The poem and the film do though both emphasise the centrality of the mead hall, a combination of royal court with drinking, banqueting and music hall. A place of wine, women and song, or mead, maidens and minstrels. We are told that Hrothgar, the king, set his mind on 'a master mead-house, mightier far than ever was seen by the sons of earth'. The hall, 'high, gabled wide' was named Heorot - 'the Hart' or 'Stag', subsequently to be the name of many pubs down to the present day. The monster Grendel was prompted to attack out of jealousy for the pleasures to be had in the mead hall: 'with envy and anger an evil spirit endured the dole in his dark abode, that he heard each day the din of revel high in the hall: there harps rang out, clear song of the singer... So lived the clansmen in cheer and revel a winsome life'. Grendel launches a murderous assault when the Danes after a long night 'outreveled to rest had gone'.
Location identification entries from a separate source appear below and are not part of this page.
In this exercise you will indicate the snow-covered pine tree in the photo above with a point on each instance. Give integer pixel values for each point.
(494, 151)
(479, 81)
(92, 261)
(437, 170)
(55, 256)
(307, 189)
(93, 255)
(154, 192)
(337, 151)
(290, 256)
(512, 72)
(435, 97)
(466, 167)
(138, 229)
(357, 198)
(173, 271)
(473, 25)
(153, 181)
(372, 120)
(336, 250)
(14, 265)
It is probable that an epic like Beowulf was originally recited to music and for the warriors in the poem to pass into the lays of minstrels as heroes was a form of immortality - to be sung about and remembered, as the legendary Beowulf still is over a thousand year of later. But the musicality of Beowulf is not confined to the deeds of harpists and minstrels, but is embedded in its language, especially the kennings - poetic descriptions of the everyday by which, for instance, the sea becomes 'the whale road', 'the swan road' or 'the gannet's bath'. These are the kind of figures that recur in English folk song over the centuries.
Quotes from Francis B. Gummere's translation from the Old English.